Me doy cuenta perfectamente de que la presencia del catalán y el resto de lenguas en las instituciones políticas puede ser interpretada en dos claves contradictorias. Una, como un avance en el reconocimiento de la diversidad cultural del Estado para así rebajar las expectativas secesionistas y favorecer la sumisión. Es decir, que avale toda esta palabrería de la concordia y el reencuentro. La otra, como una victoria hacia el reconocimiento nacional y el derecho a la autodeterminación asociado al mismo.
Pero, más allá de las retóricas políticas que se empleen para justificar un cambio más forzado que querido, creo que el uso habitual de la diversidad de lenguas tendrá consecuencias indirectas que favorecerán, por la vía de los hechos, la comprensión de la actual diversidad nacional del Estado. Un reconocimiento que, de haberse facilitado desde el inicio de la Transición cuando había una mayor disposición al cambio de mentalidad política, habría ahorrado muchos conflictos.
A primera vista, se me ocurren cinco buenas consecuencias del uso de las diversas lenguas en Las Cortes. Una principal, hacer visible y naturalizar lo que se ha querido ocultar y hacer excepcional. Y haciendo visible la naturalidad de su uso, en segundo lugar, obligar a los españoles a ponerse frente al espejo de una realidad que desmentirá la imagen uniforme que se han hecho de sí mismos. Terceramente, trasladar el conflicto lingüístico que han fabricado a las naciones con lengua propia al espacio político de quienes le atizaban. Por eso hay quien reacciona con tanta irritación.
En cuarto lugar, si bien es cierto que este uso institucional en Madrid no resuelve el uso de las lenguas no castellanas en los patios de las escuelas, en el ocio juvenil o en los medios de comunicación, al convertir lo que se consideraba doméstico y privado en formal y público, le otorga un estatus que –sobre todo entre la población extranjera– cambia su percepción y le confiere prestigio. Y quinto, a pesar de las resistencias iniciales, las actitudes reactivas en contra de la diversidad lingüística decaerán. Aquella típica reacción del camarero o del taxista exigiendo el ‘hábleme en español’, que reflejaba lo que avalaban las instituciones públicas, se verá desacreditada y languidecerá.

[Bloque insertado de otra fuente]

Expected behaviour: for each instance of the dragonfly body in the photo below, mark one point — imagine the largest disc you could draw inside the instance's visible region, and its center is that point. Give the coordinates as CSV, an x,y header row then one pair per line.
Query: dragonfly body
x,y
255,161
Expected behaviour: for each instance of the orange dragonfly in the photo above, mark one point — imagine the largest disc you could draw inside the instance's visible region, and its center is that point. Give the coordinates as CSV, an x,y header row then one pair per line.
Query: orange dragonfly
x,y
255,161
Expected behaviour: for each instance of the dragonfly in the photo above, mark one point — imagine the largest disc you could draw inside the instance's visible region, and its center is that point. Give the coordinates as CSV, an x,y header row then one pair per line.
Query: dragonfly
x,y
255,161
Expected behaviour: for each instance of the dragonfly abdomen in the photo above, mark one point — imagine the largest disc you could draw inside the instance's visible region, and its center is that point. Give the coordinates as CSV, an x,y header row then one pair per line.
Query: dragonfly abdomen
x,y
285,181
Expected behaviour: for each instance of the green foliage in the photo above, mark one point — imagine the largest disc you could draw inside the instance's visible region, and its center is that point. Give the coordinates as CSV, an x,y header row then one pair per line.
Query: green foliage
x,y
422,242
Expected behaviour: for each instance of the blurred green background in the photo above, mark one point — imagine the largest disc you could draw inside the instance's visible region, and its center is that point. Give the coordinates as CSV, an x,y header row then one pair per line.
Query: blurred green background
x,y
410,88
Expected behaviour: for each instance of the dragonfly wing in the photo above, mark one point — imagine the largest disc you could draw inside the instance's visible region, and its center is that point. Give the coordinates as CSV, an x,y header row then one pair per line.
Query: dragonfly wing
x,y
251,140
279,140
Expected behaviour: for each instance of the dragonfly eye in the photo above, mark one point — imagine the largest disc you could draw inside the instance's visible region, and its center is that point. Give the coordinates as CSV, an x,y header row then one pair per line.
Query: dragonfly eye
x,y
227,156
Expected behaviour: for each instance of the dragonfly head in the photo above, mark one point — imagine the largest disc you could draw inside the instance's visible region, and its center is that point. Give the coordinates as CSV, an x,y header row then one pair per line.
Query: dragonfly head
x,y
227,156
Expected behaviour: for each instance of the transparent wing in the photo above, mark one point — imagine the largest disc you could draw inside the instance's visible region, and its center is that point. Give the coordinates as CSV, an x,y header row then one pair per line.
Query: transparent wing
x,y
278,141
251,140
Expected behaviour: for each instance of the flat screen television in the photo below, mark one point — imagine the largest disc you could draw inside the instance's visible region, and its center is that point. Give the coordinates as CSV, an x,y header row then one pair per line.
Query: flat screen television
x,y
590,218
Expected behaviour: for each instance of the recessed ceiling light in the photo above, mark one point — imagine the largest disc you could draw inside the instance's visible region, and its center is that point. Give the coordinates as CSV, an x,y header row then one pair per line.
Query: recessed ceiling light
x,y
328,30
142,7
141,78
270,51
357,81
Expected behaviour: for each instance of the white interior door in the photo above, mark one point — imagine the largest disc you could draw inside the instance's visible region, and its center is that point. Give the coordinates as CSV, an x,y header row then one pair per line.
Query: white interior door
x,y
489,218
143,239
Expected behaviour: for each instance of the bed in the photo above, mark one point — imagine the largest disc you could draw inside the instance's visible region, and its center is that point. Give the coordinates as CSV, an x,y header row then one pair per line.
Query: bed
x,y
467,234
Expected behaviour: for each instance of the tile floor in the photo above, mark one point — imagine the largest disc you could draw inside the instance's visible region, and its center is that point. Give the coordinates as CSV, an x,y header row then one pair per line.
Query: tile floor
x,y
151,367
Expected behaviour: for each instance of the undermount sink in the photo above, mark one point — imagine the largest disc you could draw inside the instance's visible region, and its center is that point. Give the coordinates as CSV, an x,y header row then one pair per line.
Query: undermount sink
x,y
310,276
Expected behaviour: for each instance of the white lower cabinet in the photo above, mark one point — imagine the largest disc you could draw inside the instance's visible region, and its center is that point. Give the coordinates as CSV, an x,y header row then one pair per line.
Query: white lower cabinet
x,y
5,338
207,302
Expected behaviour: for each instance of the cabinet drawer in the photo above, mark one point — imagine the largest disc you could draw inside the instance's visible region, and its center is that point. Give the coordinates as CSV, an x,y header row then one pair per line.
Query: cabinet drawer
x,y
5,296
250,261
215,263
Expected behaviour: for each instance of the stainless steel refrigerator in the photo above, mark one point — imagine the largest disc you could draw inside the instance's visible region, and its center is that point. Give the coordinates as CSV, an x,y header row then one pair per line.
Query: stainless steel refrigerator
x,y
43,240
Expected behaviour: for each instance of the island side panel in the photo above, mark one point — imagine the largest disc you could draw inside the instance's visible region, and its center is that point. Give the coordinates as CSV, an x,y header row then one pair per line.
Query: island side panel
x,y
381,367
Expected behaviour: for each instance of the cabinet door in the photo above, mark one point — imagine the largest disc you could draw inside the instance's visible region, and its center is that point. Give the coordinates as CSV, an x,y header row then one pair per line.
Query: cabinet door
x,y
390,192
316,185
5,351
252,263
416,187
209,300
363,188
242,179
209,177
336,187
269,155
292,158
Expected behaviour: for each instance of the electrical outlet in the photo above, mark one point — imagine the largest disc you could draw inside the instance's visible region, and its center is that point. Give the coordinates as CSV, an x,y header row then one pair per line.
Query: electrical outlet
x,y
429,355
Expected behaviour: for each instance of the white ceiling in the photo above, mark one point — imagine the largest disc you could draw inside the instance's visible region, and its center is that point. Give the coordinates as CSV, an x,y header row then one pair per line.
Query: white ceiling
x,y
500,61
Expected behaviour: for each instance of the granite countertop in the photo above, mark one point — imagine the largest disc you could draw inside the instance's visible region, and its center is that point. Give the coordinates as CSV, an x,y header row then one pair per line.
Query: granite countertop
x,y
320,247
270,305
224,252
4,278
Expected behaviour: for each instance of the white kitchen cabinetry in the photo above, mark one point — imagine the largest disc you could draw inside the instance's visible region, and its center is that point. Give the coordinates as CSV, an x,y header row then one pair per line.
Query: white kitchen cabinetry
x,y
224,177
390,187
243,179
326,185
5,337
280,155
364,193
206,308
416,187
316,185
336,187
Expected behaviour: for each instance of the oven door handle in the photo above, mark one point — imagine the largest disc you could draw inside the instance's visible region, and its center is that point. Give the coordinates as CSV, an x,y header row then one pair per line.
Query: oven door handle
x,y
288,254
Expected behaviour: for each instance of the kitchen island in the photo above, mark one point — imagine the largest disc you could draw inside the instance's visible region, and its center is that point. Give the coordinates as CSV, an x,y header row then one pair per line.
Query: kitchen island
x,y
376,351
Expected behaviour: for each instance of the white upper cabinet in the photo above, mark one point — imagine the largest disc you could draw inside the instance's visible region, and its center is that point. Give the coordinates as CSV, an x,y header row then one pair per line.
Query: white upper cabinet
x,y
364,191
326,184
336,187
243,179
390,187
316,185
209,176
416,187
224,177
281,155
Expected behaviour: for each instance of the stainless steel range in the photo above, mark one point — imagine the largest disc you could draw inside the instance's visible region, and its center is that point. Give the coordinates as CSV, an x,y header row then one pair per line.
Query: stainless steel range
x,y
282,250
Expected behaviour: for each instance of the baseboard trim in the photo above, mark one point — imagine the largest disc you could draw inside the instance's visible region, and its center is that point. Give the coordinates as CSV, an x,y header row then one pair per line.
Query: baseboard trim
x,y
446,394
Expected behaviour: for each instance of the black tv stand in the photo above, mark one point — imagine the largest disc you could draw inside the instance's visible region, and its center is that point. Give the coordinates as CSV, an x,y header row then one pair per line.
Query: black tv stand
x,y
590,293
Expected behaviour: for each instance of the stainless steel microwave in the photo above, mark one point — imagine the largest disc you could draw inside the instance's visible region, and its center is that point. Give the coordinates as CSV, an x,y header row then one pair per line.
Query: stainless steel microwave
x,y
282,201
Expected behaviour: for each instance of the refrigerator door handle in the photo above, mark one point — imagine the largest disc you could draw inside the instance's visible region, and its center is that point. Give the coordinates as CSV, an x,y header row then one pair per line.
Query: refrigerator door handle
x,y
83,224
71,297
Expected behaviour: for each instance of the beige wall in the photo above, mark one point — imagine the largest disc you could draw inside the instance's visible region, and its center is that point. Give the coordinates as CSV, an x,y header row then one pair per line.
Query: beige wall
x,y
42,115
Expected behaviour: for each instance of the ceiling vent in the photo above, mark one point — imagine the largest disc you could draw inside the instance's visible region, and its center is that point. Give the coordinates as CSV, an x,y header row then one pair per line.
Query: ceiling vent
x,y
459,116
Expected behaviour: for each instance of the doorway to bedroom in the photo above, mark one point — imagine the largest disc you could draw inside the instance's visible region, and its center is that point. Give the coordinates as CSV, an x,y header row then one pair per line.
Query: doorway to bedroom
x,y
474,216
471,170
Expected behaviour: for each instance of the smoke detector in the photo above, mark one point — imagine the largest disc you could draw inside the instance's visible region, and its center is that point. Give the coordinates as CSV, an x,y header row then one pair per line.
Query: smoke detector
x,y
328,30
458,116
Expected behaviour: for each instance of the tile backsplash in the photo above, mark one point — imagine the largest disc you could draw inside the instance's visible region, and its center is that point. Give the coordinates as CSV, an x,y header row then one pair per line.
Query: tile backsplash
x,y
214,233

Que con el tiempo, a causa de este reconocimiento formal, se imponga una relajación de la reivindicación de los derechos nacionales o que, por el contrario, se afiancen, dependerá de cómo se gestione políticamente el cambio. Las incógnitas son muchas. La más inmediata, la de cuál será la composición de un nuevo gobierno en España, que podría enviarlo todo a freir espárrragos.
Pero también hay oportunidades que no se pueden dejar pasar, sobre todo si tenemos en cuenta que hay un ‘mientras tanto’ que gestionar hasta que lleguen las nuevas circunstancias que permitan “volverlo a hacer”. Trabajar por la visibilidad y el prestigio del catalán y sobre todo por su uso, particularmente ahora que en el País Valenciano y las Islas Baleares se ha desatado una guerra abierta para hacerlo desaparecer, es una prioridad que hay que defender por solidaridad pero también por la propia supervivencia. Y si bien es necesario vincular la lengua a su utilidad práctica –tanto para respetar los derechos de los consumidores como, entre otras, para mejorar las oportunidades laborales–, sobre todo es necesario que se vea como vía para la conexión afectiva de todos con la nación y el compromiso con sus futuras aspiraciones.
Al fin y al cabo, si creemos que es la lengua la que hace principalmente la nación, quien la mantiene y quien le garantiza el futuro, es obvio que la diversidad de uso de lenguas en el Estado desmonta uno de los fundamentos sobre los que hasta ahora se había construido su forzada unidad nacional. Y cuando nos marchemos, le habremos endosado lo que más amamos: la libertad de aceptarse a sí mismos como diversos.